Physcial Sciences Division
Research Highlights
June 2008
Electrifying Ice
Understanding how super-cold ice produces a voltage ends 9-year scientific mystery
A research team from Pacific Northwest National Laboratory found that ice generated voltages as large as that in the battery in your tv’s remote control at temperatures between 30K and 150K. Enlarged View
Results: You might think that watching ice melt is pretty dull, but at the Pacific Northwest National Laboratory, Pennsylvania State University, and Peking University, scientists are studying ice to explain a bizarre situation: ice generating an electrical charge. The team has been studying ice at temperatures normally found on the surface of Pluto, about 40 Kelvin, and watching what happens as it warms up to a "balmy" 185K, the coldest temperature ever recorded on Earth.
"Water refuses to be boring," said Dr. James Cowin, the project's leader and a research scientist at PNNL.
To the team's surprise, they found that the ice generated voltages as large as that in the battery in your TV's remote control, at temperatures between 30K and 150K. Water experts predicted nothing would happen, as at these temperatures, the water molecules cannot even rotate, just wiggle slightly.

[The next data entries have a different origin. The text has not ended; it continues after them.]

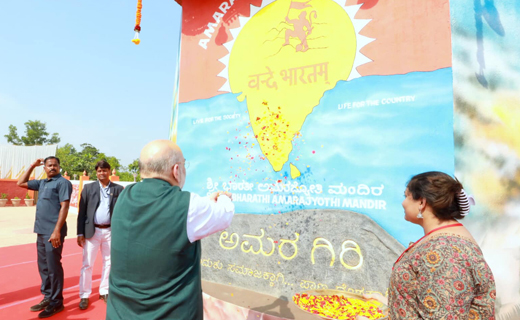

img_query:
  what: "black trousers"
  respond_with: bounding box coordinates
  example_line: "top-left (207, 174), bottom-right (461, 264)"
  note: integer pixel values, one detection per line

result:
top-left (36, 234), bottom-right (65, 306)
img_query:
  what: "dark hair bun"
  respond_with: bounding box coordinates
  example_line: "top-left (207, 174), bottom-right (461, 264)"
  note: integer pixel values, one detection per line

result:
top-left (407, 171), bottom-right (464, 220)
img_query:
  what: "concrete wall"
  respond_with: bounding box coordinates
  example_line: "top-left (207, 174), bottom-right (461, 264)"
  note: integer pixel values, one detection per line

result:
top-left (450, 0), bottom-right (520, 320)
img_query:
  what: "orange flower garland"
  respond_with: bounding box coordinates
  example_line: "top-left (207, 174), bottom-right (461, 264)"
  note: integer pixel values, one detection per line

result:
top-left (293, 293), bottom-right (385, 320)
top-left (132, 0), bottom-right (143, 44)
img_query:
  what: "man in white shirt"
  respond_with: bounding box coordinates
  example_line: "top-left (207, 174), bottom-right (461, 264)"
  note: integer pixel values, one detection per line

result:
top-left (78, 160), bottom-right (123, 310)
top-left (106, 140), bottom-right (235, 320)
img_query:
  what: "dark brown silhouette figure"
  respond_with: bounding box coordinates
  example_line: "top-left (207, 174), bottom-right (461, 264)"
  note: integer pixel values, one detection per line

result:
top-left (283, 11), bottom-right (317, 52)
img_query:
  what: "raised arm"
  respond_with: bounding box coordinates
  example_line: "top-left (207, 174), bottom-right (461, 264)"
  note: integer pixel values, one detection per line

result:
top-left (16, 159), bottom-right (43, 189)
top-left (186, 192), bottom-right (235, 242)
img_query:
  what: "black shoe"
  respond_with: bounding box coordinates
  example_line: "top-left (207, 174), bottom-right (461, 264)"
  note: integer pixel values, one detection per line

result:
top-left (79, 298), bottom-right (88, 310)
top-left (38, 304), bottom-right (65, 319)
top-left (31, 298), bottom-right (51, 312)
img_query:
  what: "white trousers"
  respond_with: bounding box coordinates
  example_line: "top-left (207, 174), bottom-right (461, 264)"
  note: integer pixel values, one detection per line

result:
top-left (79, 228), bottom-right (111, 299)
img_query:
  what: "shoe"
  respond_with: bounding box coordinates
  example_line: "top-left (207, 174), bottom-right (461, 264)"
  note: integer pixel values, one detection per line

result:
top-left (38, 304), bottom-right (65, 319)
top-left (79, 298), bottom-right (88, 310)
top-left (31, 298), bottom-right (51, 312)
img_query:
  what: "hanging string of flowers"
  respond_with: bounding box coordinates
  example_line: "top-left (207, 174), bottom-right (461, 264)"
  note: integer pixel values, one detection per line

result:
top-left (132, 0), bottom-right (143, 45)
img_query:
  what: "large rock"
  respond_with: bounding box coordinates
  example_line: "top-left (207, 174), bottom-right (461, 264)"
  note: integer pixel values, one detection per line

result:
top-left (201, 210), bottom-right (404, 298)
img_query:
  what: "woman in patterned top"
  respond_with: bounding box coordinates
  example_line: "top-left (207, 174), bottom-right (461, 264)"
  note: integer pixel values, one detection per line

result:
top-left (358, 172), bottom-right (496, 320)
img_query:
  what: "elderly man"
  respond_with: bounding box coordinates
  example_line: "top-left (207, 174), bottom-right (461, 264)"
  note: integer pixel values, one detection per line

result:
top-left (106, 140), bottom-right (235, 320)
top-left (18, 157), bottom-right (72, 318)
top-left (77, 160), bottom-right (123, 310)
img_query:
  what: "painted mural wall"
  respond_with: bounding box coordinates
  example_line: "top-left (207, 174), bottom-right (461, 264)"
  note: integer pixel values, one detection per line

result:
top-left (450, 0), bottom-right (520, 320)
top-left (171, 0), bottom-right (455, 298)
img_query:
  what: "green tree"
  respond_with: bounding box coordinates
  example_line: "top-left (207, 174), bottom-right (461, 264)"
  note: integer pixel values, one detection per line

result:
top-left (4, 120), bottom-right (61, 146)
top-left (4, 124), bottom-right (22, 146)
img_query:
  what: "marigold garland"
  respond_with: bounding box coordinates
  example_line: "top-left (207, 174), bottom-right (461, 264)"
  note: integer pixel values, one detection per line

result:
top-left (293, 293), bottom-right (385, 320)
top-left (132, 0), bottom-right (143, 45)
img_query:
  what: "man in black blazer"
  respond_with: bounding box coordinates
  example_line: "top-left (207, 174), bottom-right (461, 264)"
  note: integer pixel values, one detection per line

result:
top-left (78, 160), bottom-right (123, 310)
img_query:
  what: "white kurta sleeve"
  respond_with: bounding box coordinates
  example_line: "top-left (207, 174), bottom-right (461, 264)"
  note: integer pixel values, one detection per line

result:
top-left (186, 193), bottom-right (235, 243)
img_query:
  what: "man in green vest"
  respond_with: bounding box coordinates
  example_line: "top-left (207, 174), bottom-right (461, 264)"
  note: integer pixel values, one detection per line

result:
top-left (106, 140), bottom-right (235, 320)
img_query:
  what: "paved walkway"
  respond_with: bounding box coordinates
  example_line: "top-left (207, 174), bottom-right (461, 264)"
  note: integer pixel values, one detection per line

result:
top-left (0, 206), bottom-right (78, 248)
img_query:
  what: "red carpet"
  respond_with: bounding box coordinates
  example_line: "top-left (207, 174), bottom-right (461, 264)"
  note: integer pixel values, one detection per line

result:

Why it matters: This research corrects a fundamental misunderstanding regarding ice. The electrification of ice could have been critical to the sticking together of icy grains of dust in our early solar system, to form comets and planet, and to drive the chemistry in them to supply amino acids to our young earth.
Methods: Using resources at the Department of Energy's EMSL, a national scientific user facility at PNNL, the team from PNNL, Pennsylvania State University, and Peking University began by preparing 1-micrometer-thick films of ice. Building the films starts with a single platinum crystal, which has the desired molecular spacing for growing ice crystals. Next, the team deposited water molecules onto the platinum at temperatures ranging from 30K to 150K.
On top of the ice films, the researchers gently deposited positively charged cesium atoms or hydronium, the latter composed of three hydrogen atoms and an oxygen atom.
Next, the team measured the voltage across the film using a Kelvin probe, a simple and elegant method of measuring voltage without touching the ice.
The researchers measured the voltage on the ice as the temperature was changed from 150K to 30K and back. The voltage swung from +10 volts to 0 volts and back again. This "ice battery" was eventually explained via computer simulations. Each water molecule can act like a miniature 1-volt battery. The team got about 10% of the water molecules aligned in their films. The wiggling of the molecules' alignment caused by the heating then generates the voltages. If the researchers could get all the molecules aligned the same way, these ice films, being around 3000 water molecules thick, could generate thousands of volts.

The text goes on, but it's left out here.